House number 10 on the street is a round church called the Kidane Mehret Church, (Covenant of Mercy), located in a closed compound along with the Debre Genet Monastery (Monastery of Paradise; in Ge'ez script: ደብረ ገነት) of the Ethiopian Orthodox Church. It was built by Emperor Yohannes IV of Ethiopia (reigned 1872–1889) starting in 1882 and inaugurated in 1893 during the reign of his successor Menelik II. The church is built in the style of Ethiopian churches, with a round shape and the Holy of Holies located in the center of the church.

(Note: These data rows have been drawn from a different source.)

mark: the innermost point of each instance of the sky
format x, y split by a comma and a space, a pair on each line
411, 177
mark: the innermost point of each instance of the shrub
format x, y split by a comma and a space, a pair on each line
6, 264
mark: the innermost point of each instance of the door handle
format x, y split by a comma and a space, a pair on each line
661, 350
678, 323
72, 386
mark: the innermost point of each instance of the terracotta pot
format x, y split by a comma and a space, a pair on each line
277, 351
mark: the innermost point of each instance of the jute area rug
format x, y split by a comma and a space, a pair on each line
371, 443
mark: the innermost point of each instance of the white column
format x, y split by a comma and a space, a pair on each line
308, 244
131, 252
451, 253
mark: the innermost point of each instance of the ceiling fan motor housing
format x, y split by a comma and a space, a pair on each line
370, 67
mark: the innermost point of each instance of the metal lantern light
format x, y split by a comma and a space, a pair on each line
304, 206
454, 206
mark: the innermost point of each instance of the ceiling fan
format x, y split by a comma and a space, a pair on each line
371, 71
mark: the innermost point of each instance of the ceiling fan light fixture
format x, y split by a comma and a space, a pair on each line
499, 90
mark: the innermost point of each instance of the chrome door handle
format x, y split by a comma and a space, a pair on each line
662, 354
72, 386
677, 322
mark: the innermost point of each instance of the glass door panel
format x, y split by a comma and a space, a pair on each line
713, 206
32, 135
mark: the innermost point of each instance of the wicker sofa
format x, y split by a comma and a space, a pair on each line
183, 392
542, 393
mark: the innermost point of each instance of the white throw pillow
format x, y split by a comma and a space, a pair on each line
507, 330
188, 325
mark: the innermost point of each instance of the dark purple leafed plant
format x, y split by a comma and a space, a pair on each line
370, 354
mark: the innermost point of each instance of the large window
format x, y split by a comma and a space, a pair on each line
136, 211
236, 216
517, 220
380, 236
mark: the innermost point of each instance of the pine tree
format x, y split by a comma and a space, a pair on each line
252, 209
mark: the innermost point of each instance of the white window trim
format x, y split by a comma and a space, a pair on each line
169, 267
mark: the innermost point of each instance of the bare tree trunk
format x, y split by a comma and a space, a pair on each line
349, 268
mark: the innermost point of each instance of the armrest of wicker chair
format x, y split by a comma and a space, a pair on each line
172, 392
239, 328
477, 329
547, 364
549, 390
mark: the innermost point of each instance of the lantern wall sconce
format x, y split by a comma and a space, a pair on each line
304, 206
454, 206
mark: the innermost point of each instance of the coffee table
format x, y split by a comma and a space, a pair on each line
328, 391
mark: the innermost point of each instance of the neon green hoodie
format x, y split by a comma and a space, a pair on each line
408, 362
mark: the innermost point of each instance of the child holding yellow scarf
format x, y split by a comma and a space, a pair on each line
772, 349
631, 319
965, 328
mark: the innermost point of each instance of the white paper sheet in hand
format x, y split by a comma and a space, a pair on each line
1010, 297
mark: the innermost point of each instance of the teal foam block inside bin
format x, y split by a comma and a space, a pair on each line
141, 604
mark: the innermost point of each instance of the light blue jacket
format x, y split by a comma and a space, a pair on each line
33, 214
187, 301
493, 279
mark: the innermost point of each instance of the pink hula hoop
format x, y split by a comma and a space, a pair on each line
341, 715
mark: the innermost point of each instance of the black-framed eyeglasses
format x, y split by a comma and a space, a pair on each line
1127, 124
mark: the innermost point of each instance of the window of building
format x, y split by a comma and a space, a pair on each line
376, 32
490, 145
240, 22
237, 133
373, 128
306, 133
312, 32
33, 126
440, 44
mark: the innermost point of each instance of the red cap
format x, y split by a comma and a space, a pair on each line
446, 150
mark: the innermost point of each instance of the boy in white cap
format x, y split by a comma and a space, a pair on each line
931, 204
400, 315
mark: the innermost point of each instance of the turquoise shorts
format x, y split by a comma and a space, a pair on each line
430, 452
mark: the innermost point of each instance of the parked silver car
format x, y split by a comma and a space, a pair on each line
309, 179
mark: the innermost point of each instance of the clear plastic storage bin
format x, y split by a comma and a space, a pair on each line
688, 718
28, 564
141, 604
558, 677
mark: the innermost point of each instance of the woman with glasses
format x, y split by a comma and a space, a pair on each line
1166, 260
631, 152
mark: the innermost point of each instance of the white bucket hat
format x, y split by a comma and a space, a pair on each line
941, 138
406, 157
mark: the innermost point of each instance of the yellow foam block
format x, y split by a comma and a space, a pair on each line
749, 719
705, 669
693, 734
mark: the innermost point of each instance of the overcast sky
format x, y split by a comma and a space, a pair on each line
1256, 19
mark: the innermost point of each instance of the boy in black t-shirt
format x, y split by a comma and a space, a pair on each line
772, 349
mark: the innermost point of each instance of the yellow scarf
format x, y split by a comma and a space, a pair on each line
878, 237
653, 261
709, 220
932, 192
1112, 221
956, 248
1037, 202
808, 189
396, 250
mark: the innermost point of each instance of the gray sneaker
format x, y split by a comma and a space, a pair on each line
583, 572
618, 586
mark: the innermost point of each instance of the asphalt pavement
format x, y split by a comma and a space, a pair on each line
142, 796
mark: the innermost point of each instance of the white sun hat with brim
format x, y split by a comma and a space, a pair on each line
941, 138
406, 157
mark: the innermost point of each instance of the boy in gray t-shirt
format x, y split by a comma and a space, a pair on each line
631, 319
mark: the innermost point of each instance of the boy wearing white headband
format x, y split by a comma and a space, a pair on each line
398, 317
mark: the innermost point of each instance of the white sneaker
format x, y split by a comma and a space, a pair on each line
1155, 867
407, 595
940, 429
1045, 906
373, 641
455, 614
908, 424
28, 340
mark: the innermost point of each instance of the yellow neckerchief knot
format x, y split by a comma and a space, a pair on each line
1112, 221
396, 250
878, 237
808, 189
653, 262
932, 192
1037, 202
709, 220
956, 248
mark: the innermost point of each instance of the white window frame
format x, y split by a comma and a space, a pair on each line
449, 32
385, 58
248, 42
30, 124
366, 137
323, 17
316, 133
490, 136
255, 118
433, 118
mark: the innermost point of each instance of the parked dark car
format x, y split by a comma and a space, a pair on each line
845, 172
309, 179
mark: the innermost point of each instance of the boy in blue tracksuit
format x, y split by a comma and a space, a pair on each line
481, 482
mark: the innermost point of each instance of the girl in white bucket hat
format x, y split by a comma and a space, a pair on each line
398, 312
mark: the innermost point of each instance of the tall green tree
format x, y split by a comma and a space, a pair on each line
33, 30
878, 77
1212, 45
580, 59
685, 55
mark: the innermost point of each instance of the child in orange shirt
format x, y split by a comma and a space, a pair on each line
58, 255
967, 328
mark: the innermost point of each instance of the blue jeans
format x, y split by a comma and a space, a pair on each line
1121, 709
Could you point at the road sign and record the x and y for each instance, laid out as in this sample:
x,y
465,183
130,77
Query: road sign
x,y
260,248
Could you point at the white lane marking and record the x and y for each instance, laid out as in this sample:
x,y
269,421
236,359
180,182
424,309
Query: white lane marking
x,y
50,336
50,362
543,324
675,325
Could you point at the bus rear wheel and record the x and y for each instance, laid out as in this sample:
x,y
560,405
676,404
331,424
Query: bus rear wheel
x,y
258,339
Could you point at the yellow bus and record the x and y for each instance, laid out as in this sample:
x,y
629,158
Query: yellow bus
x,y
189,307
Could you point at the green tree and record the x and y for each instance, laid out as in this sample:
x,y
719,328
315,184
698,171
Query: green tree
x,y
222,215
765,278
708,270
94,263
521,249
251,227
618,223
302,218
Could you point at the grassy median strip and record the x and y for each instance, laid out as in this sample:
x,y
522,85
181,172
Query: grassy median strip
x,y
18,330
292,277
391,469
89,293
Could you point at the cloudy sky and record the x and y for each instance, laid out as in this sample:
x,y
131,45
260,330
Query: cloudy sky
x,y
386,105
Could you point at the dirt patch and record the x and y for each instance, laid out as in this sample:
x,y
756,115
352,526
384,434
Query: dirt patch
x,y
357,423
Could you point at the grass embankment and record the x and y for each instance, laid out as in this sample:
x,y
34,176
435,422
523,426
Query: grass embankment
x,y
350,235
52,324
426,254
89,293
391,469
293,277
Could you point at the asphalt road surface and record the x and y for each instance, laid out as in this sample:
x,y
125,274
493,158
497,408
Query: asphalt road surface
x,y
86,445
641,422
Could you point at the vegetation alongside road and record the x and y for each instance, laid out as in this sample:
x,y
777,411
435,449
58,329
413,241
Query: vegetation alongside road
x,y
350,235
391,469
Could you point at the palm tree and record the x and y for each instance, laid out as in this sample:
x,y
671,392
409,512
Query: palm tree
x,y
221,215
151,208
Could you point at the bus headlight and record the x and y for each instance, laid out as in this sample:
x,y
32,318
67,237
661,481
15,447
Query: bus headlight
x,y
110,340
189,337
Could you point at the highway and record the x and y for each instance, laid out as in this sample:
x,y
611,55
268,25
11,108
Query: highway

=== Ethiopia 3 - Feigenbaum's House ===
At house number 3 lived Aryeh Feigenbaum, a pioneer of ophthalmology in Israel. In 1916, Feigenbaum rented a two-story house from the Nashashibi family. The Feigenbaum family lived on the upper floor, while Feigenbaum's clinic operated on the lower floor mostly as a private clinic, but for a time, it was shared by four ophthalmologists with the same first name, 'Aryeh', who were nicknamed "the four lions" Feigenbaum, Bahem, Goldberg, and Shimoni-Makler. In 1962, Feigenbaum purchased the house from the Custodian of Absentee Property and continued to live there until his death.

=== Ethiopia 5 - Consulate Residence ===
The consulates of Norway, Sweden, and Spain during the Mandate period were located at Ethiopia Street 5.

=== Ethiopia 9 - Ruppin and Mordechai Ben Hillel's House ===
House number 9 was the residence of Arthur Ruppin. Additionally, the writer Mordechai Ben-Hillel Hacohen, a leader of the Lovers of Zion movement, who was a relative of Yitzhak Rabin's mother, also lived there. Rabin spent some of his early days in this house.